This Maple worksheet explores the linear algebra example

done in class today (September 23rd, 1998)

We first load the linear algebra package.

`> `
**with (linalg):**

Now we define the matrix discussed in class.

`> `
**A := matrix (2,2,[n,n-1,n+1,n] );**

Now compute the determinant.

`> `
**det(A);**

As promised, the determinant is 1. However, if we do things differently,

perhaps different things will happen.

`> `
**subs( n=17, eval(A) );**

`> `
**Ao := m -> subs( n=m, eval(A) );**

`> `
**Ao(17);**

`> `
**det( Ao(17) );**

`> `
**Ao(10^8);**

`> `
**det( Ao(10^8) );**

That is what failed in Matlab. now we try floating point.

`> `
**Ao( 10.^8 );**

`> `
**det( Ao( 10.^8 ) );**

Whoops! The moral is that working with floating point is what causes the problem,

not the particular system doing the working with floating point. That is, it's not

Matlab's fault, or Maple's fault, it's just what happens when you use floating point arithmetic.

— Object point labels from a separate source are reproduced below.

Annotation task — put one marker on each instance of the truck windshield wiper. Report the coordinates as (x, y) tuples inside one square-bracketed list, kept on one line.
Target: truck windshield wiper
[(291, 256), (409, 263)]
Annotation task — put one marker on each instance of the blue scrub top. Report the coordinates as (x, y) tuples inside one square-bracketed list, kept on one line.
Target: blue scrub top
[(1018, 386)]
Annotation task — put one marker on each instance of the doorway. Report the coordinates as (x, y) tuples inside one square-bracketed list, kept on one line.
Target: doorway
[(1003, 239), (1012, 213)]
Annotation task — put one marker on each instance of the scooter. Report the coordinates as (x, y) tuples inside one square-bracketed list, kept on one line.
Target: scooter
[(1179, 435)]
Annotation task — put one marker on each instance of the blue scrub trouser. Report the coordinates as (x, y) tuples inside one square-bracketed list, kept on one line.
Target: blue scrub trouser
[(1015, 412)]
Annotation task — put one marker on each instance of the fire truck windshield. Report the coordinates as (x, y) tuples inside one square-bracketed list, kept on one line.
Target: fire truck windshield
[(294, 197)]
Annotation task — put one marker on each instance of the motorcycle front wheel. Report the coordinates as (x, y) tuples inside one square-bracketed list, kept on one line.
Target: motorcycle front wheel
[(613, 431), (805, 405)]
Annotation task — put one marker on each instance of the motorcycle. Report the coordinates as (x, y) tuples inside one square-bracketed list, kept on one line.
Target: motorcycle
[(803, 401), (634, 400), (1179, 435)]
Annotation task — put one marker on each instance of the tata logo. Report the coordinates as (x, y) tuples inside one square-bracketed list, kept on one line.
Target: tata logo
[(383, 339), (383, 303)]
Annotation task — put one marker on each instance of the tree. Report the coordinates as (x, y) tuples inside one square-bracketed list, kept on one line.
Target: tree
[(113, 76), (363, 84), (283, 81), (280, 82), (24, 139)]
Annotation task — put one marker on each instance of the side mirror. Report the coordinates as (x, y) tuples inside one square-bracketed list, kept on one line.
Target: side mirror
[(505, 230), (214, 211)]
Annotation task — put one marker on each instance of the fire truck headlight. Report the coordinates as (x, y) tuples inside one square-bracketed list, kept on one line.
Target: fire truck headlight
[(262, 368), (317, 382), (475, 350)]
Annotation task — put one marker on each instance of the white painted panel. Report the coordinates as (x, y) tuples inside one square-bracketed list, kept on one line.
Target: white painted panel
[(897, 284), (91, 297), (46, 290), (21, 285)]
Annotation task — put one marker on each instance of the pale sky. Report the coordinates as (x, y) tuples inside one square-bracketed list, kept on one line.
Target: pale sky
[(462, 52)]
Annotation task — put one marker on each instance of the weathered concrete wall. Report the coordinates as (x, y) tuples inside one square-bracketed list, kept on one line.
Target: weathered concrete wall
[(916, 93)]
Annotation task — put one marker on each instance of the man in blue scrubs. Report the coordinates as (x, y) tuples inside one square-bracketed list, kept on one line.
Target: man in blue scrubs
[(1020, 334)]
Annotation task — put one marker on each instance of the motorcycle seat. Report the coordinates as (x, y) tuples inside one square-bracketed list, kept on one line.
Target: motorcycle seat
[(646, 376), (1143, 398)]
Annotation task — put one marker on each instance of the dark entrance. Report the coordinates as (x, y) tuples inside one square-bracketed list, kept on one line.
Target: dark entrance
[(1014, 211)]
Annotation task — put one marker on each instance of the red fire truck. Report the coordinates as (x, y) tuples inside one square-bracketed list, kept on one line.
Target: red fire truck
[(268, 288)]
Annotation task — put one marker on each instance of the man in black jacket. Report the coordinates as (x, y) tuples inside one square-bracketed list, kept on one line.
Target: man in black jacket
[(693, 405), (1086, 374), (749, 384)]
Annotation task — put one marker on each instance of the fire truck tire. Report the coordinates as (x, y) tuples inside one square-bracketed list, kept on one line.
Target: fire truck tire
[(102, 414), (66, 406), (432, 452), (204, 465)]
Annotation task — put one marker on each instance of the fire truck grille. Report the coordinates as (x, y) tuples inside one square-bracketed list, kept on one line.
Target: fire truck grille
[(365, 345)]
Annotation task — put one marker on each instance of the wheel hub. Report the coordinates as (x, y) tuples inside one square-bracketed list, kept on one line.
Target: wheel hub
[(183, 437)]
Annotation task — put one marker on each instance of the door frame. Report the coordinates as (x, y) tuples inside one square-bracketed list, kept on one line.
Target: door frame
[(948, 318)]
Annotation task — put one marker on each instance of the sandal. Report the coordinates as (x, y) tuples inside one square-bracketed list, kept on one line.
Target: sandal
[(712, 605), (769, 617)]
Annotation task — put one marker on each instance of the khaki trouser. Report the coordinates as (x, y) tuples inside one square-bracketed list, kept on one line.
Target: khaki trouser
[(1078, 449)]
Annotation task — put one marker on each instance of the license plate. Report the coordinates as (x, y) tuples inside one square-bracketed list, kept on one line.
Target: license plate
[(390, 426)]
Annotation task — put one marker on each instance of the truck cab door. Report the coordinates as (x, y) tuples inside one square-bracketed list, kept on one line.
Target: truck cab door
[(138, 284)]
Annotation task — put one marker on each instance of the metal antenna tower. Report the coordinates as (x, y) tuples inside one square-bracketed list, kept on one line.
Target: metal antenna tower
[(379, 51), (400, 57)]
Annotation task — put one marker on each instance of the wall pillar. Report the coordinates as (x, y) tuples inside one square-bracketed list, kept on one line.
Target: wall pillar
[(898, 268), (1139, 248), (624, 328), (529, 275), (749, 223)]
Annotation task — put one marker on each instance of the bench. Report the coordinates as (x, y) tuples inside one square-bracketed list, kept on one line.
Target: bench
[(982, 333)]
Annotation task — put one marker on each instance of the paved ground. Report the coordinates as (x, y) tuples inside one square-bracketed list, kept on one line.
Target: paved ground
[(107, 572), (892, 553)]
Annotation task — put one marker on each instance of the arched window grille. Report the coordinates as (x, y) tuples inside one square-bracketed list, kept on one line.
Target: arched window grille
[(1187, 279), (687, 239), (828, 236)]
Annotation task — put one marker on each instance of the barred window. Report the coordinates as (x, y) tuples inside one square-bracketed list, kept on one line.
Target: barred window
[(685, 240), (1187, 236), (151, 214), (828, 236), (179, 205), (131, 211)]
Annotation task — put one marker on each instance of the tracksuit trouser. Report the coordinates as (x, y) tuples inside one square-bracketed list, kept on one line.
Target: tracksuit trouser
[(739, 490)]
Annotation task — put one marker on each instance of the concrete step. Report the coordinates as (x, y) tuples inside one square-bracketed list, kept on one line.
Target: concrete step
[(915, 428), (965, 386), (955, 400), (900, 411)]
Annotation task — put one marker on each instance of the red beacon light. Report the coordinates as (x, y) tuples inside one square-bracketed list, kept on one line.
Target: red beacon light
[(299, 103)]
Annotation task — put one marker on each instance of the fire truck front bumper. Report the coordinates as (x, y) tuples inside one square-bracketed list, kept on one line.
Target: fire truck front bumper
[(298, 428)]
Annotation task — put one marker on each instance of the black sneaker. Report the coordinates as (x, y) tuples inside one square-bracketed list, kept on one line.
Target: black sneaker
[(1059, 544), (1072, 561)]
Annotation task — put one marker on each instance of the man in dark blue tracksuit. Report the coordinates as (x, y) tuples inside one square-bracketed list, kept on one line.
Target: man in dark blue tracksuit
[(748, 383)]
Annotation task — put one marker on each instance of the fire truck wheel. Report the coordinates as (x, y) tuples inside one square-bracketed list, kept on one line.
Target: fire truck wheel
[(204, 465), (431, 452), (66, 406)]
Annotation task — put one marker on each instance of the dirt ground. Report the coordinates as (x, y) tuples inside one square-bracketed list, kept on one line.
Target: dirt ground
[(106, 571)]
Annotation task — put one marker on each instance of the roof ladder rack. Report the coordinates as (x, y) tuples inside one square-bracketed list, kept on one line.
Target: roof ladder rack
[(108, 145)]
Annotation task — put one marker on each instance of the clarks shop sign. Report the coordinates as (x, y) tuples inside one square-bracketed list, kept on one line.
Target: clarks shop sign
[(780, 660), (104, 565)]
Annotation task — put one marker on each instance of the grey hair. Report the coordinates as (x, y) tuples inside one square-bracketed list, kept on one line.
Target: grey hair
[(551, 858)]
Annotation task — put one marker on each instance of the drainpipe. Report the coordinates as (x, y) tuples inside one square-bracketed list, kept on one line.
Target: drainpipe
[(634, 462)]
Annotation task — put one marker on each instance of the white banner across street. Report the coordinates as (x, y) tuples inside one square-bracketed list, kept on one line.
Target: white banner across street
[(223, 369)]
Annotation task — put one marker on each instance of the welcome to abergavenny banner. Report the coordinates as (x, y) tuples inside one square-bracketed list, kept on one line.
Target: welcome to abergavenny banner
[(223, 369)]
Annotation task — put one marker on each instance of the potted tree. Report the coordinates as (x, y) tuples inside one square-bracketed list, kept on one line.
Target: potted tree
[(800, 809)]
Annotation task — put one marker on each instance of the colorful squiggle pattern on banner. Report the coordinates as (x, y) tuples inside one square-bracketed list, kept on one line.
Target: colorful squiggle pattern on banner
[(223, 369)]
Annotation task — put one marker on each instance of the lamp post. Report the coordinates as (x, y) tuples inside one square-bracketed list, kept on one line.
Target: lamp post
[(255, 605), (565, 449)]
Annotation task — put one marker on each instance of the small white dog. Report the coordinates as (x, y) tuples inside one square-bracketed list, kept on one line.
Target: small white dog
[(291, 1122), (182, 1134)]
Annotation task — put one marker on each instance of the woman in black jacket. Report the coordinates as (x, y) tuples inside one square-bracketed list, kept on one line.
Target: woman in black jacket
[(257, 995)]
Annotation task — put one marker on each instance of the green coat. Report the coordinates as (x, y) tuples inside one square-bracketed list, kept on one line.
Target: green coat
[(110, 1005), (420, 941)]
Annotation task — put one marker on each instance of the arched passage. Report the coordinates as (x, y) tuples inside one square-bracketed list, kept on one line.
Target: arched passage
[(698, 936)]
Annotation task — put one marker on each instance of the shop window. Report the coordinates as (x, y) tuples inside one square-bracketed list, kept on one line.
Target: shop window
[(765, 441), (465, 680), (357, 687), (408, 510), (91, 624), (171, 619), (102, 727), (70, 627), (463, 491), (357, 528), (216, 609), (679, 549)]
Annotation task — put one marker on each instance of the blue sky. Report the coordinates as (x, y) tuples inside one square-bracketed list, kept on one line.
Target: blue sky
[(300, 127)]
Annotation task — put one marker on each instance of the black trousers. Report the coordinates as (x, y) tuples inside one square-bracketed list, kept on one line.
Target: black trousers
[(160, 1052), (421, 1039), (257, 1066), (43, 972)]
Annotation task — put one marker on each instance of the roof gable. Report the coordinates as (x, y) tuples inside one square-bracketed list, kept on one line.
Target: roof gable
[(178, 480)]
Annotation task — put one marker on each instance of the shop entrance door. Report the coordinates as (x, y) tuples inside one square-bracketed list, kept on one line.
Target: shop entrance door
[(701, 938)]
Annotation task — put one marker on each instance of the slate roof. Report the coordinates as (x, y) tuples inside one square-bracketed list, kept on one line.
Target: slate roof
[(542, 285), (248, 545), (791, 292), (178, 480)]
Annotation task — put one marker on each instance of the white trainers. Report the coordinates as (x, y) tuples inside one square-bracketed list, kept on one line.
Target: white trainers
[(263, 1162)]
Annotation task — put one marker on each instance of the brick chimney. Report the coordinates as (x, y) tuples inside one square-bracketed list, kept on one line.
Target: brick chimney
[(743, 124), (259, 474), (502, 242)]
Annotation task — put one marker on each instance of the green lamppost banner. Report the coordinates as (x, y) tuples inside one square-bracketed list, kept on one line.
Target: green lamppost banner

Maple may also have another problem, if the matrix has 300,000 digit entries.

`> `
**Big := Ao( 10^300000 ):**

That shows that just creating the matrix doesn't cause a problem.

`> `
**det( Big );**

Error, (in minor) object too large

Multiplying two 300,000 digit numbers results in a number too big for Maple

(on this 32-bit machine) to represent.